Kinmont Willie Armstrong is a good example.  The Ballad of Kinmont Willie concerns his escape from Carlisle Castle in the 1590's.  But the same incident is pretty well recorded in contemporary documents and the differences between the historical account and the mythological account are..erm...pronounced, to say the least.

Regards,

Peter


----------



## River Boy (Jul 13, 2010)

I'm glad we agree on many points; I've spoken to too many anti-folklorists and the wikipedia page on Robin Hood used to state that he never existed as if it was accepted fact. You're definitely right that the stories 'scratch the same itch', I think perhaps we underestimate our respect for heroism even though the modern world doesn't really make way for that kind of hero.

To be honest I wasn't familiar with Kinmont Willie, which has made me realise that for some reason my interest in history seems to end around the 1400s. Perhaps that's something I should work at changing, as it's clearly an interesting story and I'll see if I can get hold of the ballad.


----------



## Anne Lyle (Jul 23, 2010)

Peter Graham said:


> The Wakefield Pipe Rolls (legal documents which I think also go back to Edward Longshanks) refer to a "Robert Hodde" who held land in the area, although I do wonder whether "Robin Hood" was actually a fairly common name in those times.



My specialist period is 16th century, but given that approx 5% of the male population in Elizabethan times were called Robert (20+% were named John!) and the name had been around since the conquest, I should think there were a fair few Robert "Robin" Hoods in medieval England!

There's also a surname Robinhood, prevalent in (IIRC) Sussex, but that
came later, probably from men who habitually played him in village pageants.


----------



## paranoid marvin (Jul 31, 2010)

I doubt there ever was a Robin who did anything like what was proposed he did ; but outlaws getting one over on the local authorities - and maybe handing out a few coins to locals in order that they werent betrayed - are far more likely. It is unsurprising that peasants would have looked up to these men (and women) who stood up against their (usually) overbearing masters.


----------



## River Boy (Jul 31, 2010)

paranoid marvin said:


> I doubt there ever was a Robin who did anything like what was proposed he did ; but outlaws getting one over on the local authorities - and maybe handing out a few coins to locals in order that they werent betrayed - are far more likely. It is unsurprising that peasants would have looked up to these men (and women) who stood up against their (usually) overbearing masters.


 
Yes but Robin Hood in particular has been embraced as England's most loved folk hero, there has to be an underlying reason further to whatever reality was in place, which could be exactly as you say.

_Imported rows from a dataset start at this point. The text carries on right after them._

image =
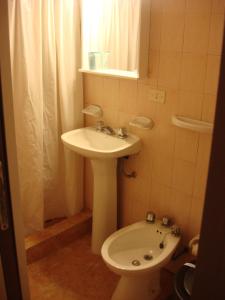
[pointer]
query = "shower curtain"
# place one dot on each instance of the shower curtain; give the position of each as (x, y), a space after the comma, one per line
(47, 90)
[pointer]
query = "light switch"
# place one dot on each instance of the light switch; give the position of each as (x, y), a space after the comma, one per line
(157, 96)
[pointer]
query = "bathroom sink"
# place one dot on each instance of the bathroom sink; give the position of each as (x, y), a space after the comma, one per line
(91, 143)
(103, 150)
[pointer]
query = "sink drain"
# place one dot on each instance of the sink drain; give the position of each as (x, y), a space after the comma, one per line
(136, 262)
(148, 257)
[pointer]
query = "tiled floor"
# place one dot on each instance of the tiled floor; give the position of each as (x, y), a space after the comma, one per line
(74, 273)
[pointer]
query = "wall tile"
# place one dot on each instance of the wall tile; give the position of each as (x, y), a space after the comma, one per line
(154, 57)
(202, 166)
(162, 166)
(193, 72)
(172, 32)
(195, 217)
(186, 145)
(155, 24)
(144, 105)
(183, 176)
(93, 92)
(212, 74)
(190, 104)
(173, 6)
(196, 35)
(110, 93)
(160, 199)
(199, 6)
(169, 69)
(180, 216)
(218, 6)
(216, 34)
(209, 106)
(127, 96)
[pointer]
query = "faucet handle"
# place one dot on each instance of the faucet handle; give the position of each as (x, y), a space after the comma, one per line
(122, 132)
(99, 125)
(166, 221)
(176, 231)
(150, 217)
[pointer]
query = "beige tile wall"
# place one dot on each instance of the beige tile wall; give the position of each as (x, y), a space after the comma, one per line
(184, 59)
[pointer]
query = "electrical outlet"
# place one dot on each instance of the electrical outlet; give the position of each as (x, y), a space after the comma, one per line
(157, 96)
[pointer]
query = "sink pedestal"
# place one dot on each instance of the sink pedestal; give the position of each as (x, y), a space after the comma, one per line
(104, 201)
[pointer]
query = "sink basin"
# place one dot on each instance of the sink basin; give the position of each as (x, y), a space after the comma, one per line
(103, 151)
(91, 143)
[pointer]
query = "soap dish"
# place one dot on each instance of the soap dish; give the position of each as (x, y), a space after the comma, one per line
(142, 123)
(93, 110)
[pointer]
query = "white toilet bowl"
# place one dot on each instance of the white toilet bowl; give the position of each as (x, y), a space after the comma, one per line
(136, 253)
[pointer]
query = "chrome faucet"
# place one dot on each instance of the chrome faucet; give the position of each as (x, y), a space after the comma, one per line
(122, 133)
(150, 217)
(108, 130)
(100, 126)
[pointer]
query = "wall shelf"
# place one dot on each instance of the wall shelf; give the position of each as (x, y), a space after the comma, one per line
(112, 73)
(191, 124)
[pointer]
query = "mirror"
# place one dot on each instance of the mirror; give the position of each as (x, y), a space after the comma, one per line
(111, 36)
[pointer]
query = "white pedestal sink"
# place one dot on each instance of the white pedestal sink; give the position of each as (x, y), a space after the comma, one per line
(103, 151)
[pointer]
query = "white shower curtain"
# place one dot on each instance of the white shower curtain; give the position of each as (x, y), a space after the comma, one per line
(47, 88)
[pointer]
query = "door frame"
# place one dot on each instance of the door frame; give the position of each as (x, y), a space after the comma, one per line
(210, 272)
(8, 112)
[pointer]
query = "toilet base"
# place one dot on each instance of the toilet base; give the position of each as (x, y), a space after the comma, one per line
(145, 287)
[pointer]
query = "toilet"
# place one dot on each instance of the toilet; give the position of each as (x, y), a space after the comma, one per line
(137, 253)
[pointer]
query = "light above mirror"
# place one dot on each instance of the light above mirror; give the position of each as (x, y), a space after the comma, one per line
(111, 33)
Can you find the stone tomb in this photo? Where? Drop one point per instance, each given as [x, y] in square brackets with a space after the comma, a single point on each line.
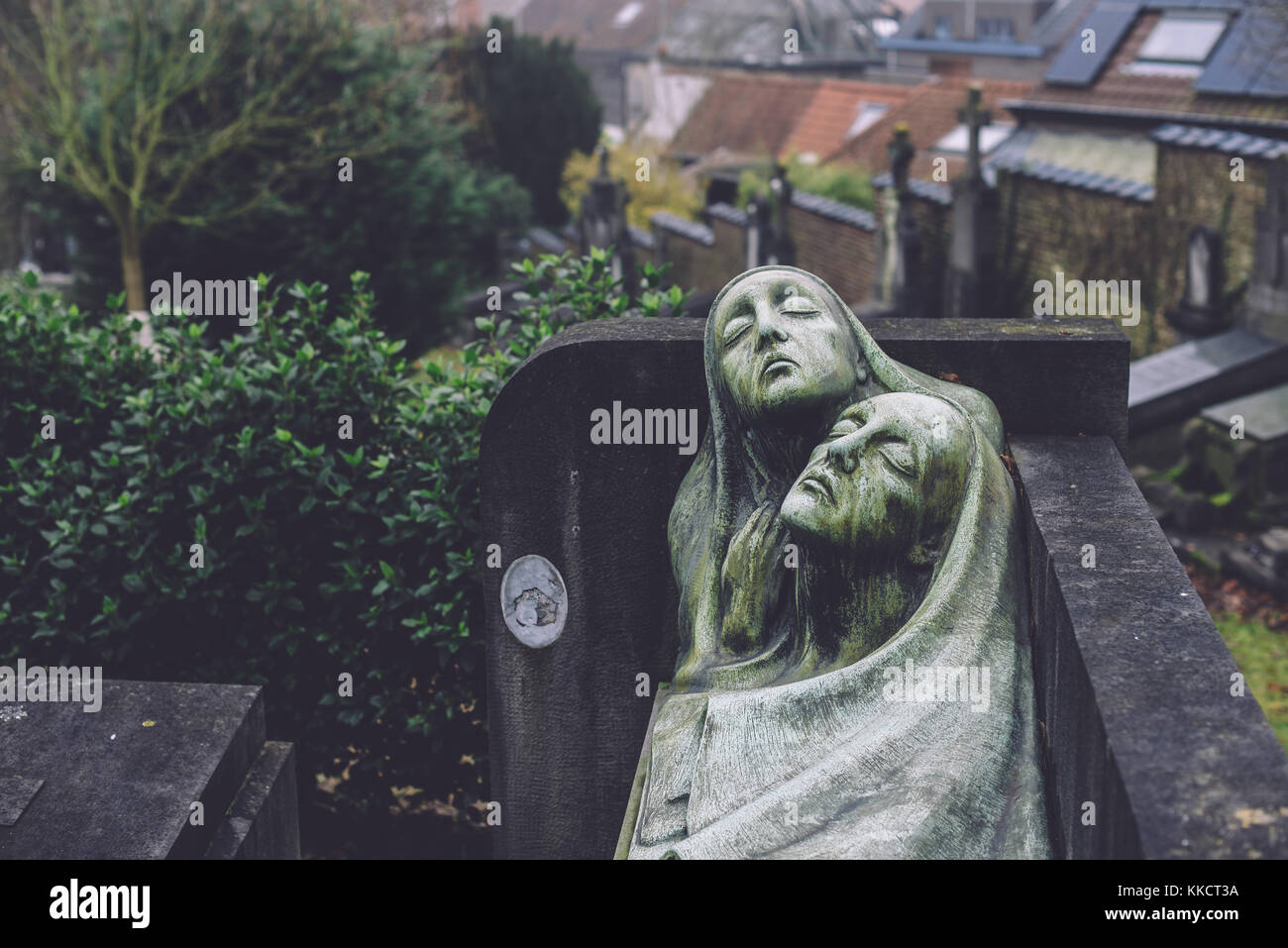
[119, 784]
[1133, 685]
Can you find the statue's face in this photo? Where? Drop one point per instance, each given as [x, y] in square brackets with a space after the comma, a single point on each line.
[782, 346]
[887, 479]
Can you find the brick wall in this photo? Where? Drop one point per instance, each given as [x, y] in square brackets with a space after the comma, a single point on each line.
[842, 256]
[1046, 227]
[728, 258]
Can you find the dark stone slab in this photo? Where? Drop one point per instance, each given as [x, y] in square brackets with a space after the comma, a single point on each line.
[566, 719]
[120, 782]
[16, 792]
[1175, 384]
[566, 723]
[263, 820]
[1133, 681]
[1057, 376]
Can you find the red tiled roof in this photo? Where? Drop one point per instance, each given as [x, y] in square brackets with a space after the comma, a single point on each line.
[930, 112]
[823, 125]
[1120, 90]
[746, 112]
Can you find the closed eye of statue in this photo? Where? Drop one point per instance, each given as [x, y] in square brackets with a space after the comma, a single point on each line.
[734, 329]
[799, 305]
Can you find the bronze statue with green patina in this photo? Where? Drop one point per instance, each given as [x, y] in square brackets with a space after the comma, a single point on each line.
[854, 675]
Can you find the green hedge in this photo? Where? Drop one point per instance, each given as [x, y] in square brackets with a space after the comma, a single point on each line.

Compare his legend with Princess Diana's popularity. Diana would have always been famous because she was a princess, but for those very many people who idolise her it was because she affected their sensibilities on another level, further to the fame her public figure would attract anyway. There must have been something similar with Robin Hood, some special reason his memory wouldn't die - whereas what you've just described could be something as small as the Raoul Moat saga.


----------



## The Ace (Jul 31, 2010)

I see what you mean, RB.  One car crash turned Diana from a gold-digging, attention-seeking Hooray Henrietta, into the, 'Queen of Hearts.'


----------



## Dave (Jul 31, 2010)

Hollywood usually describes him as 'Robin of Locksley', but there is a Loxley near Sheffield which fits with your more Northern Robin. However, I'm now thinking rather than 'Robin of Loxley', if he was Scottish, wouldn't he be 'Robin of Lochsley'?


----------



## River Boy (Aug 1, 2010)

The Ace said:


> I see what you mean, RB. One car crash turned Diana from a gold-digging, attention-seeking Hooray Henrietta, into the, 'Queen of Hearts.'


 
Indeed, and if there was an apocalyptic war tomorrow and all modern records were destroyed then in 1,000 years time people would still be telling bulshit stories of Princess Diana, that probably wouldn't involve gold-digging or adultery.


----------



## Ursa major (Aug 1, 2010)

BBC Radio Four's _The Now Show_ had a candidate for a new seriers on Five (now that the TV channel has been bought by the owner of the Daily Express): _CSI - Paris Underpass_


----------